En ce sens, on retrouve une multitude d’adjectifs, parfois même sur un
seul nom : la lune est “splendide”, “ronde”, “luit”. On retrouve plus de 35
adjectifs et la plupart sont mélioratifs : “triomphales”, “sacrés”,
“innombrable”, “vermeil”, “hiératique”… De plus, le poète y énumère des
vêtements et des coiffes égyptiennes : pscent, schenti, l’uraeus…
D’ailleurs, l’uraeus d’or prend presque vie dans le poème. En effet, on
retrouve une allitération en s pour mimer le serpent. On imagine le
serpent d’or, monter, se glisser sur eux pour prendre place sur leurs
têtes. Cela se ressent avec le verbe “s’enroule”, il est le seul à le faire et
ce n’est pas quelqu’un d’autre qui le place sur les têtes.
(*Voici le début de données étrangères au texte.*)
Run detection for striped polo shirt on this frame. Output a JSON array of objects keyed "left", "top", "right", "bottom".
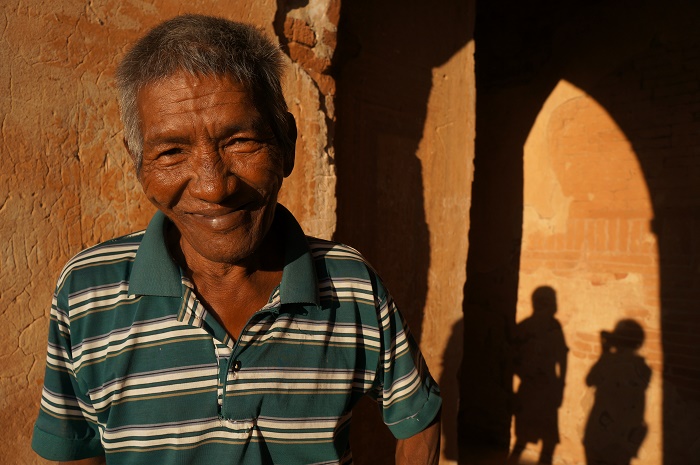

L’apparition
hiératique des rois est signe d’un certain fantasme, d’une imagination
volontairement spectaculaire : Anubis apparaît dans le dernier tercet,
seul, au milieu du désert et entouré de lumière. Dans ce tercet, le
rythme est très rapide et l’apparition a lieu comme un choc. On retrouve
cela avec le réveil des sphinx. En effet, leur réveil est rapide “d’un seul
coup”, “en sursaut” et entouré de lumière “éblouis”. On imagine un halo
autour de ces créatures adorées des égyptiens. Heredia insiste
également sur la grandeur des pyramides, avec la métaphore des
aiguilles de pierre. Ces pyramides ont un “élan”. Les sphinx ne les
regardent pas simplement, il les “poursuivent”, et le regard est qualifié
de “long”. Tous ces éléments connotent le mouvement, alors qu’il n’y a
rien de plus immobile qu’une pyramide : il faudrait donc suivre des yeux
les pyramides pour les voir, tant elles sont grande. C’est une sorte
d’hyperbole. Ces pyramides sont mise en valeur plus loin dans le
second sonnet. En effet, pour insister sur les inscriptions gravées sur
elles, Heredia utilise un verbe particulier : broder. Or, la broderie est un
art de décoration des tissus, c’est donc méticuleux. Les pyramides sont
donc comparées à un tissu fin sur lequel on ajoute des motifs, pourtant il
s’agit là d’énormes blocs de pierres sur lesquels on a gravé des
hiéroglyphes. Néanmoins, la fin du triptyque interroge. En effet, après
avoir usé de différentes figures et différentes manières pour mettre en
valeur, montrer et faire vivre l’ancienne egypte dans ces rituels et dans
sa conception, le poète semble tout anéantir à néant. Le dernier tercet
du poème affirme que malgré tout cela, leur réveil est vain : l’acte
extraordinaire de la résurrection s’est produit, et pourtant tout est
toujours ruiné. La lune qui rendait la scène si mystique met maintenant
en lumière des temples en ruines, et au lieu d’éclairer, produit des
ombres sur les anciens temples. Heredia fait, comme dans d’autres de
ces poèmes du recueil, une sorte de critique et une mise à distance de
l’humanité. L’homme, même le plus prestigieux, le plus riche, même s’il
parvient à revenir à la vie : ce sera vain.